After first 2 moves the string will be "cb" (the only good string of length 2). Then the first player can extend it to "cba". "cba" is a good string, because of path [(1, 1), (2, 1), (3, 1)]. Now, first player can always write letter "a" and obtain string "cbaaaaaac" in the end. So, the answer is FIRST.

One move in this game is just writing one letter to the end of string, but not moving to some cell. These two games are not equivalent!

Alright, thank you very much! It was a bit confusing.

i have a question about d problem.

5 cbbbb bcbbb aacbb aaacb aaaac

in this input. the jury's answer is "first". but i think the answer should be "second". i will explain it;

note that the player are playing optimally.

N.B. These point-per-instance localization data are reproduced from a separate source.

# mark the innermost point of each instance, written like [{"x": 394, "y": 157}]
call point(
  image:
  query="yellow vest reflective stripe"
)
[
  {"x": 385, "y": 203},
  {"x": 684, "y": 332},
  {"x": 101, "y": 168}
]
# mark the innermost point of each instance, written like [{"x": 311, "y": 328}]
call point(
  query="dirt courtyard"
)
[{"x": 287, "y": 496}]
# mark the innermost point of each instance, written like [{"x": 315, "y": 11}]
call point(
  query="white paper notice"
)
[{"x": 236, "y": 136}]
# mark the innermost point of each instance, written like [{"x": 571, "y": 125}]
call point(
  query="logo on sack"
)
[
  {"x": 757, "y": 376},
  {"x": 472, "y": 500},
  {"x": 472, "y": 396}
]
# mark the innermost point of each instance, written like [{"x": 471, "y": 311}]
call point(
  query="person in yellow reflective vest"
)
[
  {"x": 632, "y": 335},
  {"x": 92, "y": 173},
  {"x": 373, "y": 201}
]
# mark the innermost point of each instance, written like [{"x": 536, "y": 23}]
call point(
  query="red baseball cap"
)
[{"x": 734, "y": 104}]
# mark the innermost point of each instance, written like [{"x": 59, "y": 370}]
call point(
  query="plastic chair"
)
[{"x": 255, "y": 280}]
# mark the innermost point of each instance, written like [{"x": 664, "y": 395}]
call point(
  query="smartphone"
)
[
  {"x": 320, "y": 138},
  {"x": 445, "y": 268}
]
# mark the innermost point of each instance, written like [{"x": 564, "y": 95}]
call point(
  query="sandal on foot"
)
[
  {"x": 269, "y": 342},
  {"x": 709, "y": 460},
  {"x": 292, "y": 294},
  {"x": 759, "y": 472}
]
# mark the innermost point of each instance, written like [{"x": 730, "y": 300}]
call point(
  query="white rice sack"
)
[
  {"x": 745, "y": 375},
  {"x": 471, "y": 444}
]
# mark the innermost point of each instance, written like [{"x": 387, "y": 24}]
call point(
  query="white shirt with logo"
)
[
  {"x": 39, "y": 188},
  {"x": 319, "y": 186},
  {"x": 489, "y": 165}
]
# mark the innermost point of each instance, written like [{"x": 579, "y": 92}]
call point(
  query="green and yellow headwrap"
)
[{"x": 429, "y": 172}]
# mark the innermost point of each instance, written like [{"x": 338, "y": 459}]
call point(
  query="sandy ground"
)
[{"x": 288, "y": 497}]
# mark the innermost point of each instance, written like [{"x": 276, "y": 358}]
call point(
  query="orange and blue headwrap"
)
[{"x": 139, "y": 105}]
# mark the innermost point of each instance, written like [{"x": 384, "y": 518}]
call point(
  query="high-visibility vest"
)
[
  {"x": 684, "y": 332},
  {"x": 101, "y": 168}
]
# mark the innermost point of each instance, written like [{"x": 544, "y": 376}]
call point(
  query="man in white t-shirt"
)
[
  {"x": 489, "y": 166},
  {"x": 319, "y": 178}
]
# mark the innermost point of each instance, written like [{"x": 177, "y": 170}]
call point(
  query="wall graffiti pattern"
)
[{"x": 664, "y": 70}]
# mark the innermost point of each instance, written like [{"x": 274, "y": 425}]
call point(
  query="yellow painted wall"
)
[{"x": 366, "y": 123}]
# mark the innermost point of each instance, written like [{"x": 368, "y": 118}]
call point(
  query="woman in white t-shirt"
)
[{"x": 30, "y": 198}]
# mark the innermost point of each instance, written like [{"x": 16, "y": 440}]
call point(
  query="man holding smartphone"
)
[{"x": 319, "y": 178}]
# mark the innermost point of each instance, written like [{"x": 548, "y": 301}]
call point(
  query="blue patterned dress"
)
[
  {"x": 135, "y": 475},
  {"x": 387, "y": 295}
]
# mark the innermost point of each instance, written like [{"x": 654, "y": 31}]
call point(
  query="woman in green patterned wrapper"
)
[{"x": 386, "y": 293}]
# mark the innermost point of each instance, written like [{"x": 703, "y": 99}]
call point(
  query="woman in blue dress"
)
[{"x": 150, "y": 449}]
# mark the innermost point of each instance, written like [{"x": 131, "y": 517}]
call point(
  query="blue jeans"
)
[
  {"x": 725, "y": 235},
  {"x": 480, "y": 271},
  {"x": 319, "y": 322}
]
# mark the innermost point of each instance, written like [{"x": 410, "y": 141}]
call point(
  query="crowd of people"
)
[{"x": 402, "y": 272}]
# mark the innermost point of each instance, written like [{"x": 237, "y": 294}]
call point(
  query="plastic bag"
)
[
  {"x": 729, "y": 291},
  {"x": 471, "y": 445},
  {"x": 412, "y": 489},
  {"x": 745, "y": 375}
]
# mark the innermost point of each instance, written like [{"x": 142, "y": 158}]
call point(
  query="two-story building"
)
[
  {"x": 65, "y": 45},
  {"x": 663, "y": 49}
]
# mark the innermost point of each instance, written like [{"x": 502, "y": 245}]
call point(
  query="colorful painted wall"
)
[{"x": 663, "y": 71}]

1.step — the first player chooses (1,1) cell that is only option. (a = 0, b = 0) 2.step — the second player chooses (1,2) because if he goes down he will lose.(a = 0, b = 1) 3.step — the first player chooses (2,2) because if he goes right it is obvious that he will already lose.(a = 0, b = 1) 4.step — the second player chooses (2,3).(a = 0, b = 2) 5.step — the first player chooses (3,3).(a = 0, b = 2) 6.step — the second player chooses (3,4).(a = 0, b = 3) 7.step — the first player chooses (4,4).(a = 0, b = 3) 8.step — the second player chooses (4,5).(a = 0, b = 4) 9.step — the first player chooses (5,5).(a = 0, b = 4)

so the second player wins.

can any one explain that why answer is "first" ?

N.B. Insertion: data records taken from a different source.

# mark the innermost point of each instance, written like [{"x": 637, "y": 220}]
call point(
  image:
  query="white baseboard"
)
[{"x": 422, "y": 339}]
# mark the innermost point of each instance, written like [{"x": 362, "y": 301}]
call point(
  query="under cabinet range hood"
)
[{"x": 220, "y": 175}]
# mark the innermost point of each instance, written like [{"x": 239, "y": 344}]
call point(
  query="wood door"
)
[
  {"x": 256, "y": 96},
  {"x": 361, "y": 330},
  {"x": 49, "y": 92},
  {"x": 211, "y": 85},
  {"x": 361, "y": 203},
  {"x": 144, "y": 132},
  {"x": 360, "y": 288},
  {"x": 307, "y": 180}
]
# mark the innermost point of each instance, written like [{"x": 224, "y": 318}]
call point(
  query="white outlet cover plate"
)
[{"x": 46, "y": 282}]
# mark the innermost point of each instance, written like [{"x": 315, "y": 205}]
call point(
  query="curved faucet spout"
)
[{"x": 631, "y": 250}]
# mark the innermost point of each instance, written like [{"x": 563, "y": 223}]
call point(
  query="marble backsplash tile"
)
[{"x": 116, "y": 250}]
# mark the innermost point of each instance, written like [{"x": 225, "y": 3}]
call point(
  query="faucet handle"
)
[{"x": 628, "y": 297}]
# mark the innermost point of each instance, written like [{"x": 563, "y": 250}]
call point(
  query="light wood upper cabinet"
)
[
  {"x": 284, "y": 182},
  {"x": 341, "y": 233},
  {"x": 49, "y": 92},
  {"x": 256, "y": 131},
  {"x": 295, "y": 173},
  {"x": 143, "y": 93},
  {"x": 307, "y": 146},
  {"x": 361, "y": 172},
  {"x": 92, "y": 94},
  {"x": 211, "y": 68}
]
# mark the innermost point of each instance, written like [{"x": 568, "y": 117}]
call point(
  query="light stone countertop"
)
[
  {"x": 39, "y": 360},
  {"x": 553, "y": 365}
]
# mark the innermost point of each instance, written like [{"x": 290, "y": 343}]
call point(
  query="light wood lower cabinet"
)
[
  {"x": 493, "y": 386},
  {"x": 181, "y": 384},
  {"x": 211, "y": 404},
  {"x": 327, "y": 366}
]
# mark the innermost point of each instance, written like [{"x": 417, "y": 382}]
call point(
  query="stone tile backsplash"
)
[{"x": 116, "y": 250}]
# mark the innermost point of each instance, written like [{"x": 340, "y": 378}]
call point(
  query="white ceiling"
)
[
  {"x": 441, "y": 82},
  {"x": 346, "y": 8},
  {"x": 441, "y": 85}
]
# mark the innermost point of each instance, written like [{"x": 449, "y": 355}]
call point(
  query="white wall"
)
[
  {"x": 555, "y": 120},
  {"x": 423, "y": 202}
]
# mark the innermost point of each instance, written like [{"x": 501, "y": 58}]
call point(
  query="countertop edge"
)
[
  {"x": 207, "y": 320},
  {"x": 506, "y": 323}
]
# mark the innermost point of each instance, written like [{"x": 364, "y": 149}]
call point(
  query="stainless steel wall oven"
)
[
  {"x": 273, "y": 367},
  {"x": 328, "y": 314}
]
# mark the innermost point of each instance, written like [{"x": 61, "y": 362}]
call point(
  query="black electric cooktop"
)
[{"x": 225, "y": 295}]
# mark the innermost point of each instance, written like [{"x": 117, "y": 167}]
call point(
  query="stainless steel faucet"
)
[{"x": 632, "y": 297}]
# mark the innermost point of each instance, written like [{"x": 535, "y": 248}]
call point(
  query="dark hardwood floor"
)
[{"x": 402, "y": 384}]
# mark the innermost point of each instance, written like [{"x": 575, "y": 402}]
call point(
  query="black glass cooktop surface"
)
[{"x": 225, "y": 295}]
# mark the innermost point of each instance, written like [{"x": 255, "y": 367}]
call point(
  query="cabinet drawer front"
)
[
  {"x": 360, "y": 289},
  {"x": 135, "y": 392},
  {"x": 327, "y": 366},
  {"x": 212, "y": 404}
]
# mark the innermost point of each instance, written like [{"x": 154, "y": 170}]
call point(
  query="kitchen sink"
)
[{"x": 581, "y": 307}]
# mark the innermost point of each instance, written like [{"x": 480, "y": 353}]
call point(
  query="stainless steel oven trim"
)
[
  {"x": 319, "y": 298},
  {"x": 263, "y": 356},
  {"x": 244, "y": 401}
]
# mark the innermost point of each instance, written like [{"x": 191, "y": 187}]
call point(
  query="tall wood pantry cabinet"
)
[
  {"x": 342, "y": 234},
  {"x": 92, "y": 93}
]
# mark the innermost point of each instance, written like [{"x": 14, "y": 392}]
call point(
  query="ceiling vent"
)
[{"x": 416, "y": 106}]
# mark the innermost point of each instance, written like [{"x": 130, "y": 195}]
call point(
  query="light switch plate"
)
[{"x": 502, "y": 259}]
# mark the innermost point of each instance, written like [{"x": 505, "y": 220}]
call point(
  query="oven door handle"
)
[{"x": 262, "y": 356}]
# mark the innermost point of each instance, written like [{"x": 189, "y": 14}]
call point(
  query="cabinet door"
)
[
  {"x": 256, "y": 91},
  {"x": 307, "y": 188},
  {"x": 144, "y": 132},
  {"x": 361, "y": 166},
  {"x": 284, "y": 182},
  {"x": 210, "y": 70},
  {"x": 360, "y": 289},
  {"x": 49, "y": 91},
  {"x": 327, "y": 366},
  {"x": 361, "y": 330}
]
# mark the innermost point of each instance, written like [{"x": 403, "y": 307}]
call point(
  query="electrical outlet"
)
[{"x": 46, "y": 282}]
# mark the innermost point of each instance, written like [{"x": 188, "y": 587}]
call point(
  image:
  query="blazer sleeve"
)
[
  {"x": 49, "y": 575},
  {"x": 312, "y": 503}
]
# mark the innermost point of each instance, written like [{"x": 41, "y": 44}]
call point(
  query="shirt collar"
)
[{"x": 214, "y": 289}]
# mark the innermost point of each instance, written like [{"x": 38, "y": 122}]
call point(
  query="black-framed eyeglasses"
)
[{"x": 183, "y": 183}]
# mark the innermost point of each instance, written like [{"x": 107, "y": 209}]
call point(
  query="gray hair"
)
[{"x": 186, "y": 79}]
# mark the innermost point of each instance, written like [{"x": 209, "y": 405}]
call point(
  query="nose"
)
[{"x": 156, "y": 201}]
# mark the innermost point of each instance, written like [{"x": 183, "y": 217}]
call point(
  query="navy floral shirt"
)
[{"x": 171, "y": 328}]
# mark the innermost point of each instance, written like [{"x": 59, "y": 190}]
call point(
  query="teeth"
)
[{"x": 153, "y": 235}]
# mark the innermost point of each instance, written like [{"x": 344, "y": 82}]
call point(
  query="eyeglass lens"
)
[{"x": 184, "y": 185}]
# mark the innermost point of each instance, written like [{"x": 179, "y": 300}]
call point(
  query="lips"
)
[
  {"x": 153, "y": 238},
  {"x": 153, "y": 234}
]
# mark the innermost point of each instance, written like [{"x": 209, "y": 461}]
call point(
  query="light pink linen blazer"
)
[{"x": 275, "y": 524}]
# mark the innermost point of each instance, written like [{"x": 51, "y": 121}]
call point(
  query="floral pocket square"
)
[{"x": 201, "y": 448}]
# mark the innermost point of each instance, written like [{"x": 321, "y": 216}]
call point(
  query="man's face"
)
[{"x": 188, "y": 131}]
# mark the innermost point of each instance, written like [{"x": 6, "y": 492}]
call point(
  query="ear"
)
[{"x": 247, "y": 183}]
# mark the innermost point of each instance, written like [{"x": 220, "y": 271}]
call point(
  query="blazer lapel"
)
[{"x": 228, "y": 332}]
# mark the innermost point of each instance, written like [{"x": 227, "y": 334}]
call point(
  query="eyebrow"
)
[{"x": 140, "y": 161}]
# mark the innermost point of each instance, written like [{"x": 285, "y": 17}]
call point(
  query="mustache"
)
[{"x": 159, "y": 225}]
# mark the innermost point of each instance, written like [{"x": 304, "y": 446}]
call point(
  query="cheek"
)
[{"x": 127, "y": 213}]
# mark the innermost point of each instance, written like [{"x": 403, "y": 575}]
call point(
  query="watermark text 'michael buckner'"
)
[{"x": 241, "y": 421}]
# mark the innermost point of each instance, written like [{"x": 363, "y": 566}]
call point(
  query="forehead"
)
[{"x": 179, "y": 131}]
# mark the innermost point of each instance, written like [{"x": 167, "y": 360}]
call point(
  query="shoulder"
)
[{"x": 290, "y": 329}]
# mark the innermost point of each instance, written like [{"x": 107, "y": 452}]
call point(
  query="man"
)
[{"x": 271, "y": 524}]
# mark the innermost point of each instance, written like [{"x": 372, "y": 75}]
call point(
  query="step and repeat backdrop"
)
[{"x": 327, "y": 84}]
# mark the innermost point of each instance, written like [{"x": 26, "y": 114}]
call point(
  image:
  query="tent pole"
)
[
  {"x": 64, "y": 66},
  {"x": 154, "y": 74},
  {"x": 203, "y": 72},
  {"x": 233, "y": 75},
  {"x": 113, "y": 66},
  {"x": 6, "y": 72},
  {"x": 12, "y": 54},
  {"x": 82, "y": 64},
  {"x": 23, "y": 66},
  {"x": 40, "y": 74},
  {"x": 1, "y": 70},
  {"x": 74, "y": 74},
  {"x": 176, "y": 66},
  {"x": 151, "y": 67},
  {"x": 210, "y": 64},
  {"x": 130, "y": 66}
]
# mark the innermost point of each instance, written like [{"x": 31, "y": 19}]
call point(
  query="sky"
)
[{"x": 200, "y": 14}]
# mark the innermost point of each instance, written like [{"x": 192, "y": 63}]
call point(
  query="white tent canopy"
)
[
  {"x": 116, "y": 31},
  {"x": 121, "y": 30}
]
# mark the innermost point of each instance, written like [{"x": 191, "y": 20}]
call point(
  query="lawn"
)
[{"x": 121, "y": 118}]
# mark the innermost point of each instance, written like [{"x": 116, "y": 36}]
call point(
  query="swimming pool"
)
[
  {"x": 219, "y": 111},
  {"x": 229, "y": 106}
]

can anyone explain please ?

The comment just above yours asks exactly the same question and has an answer.

For div2c/div1a ... say the robot will collect x from left and y from right...

suppose the large set is x..

the the result = sum[first x from left] * L + sum[first y from right]

then we have to add V = (y — (x+1)) * Q

what is the proof that other tuples of (x,y,V) will not minimize the result?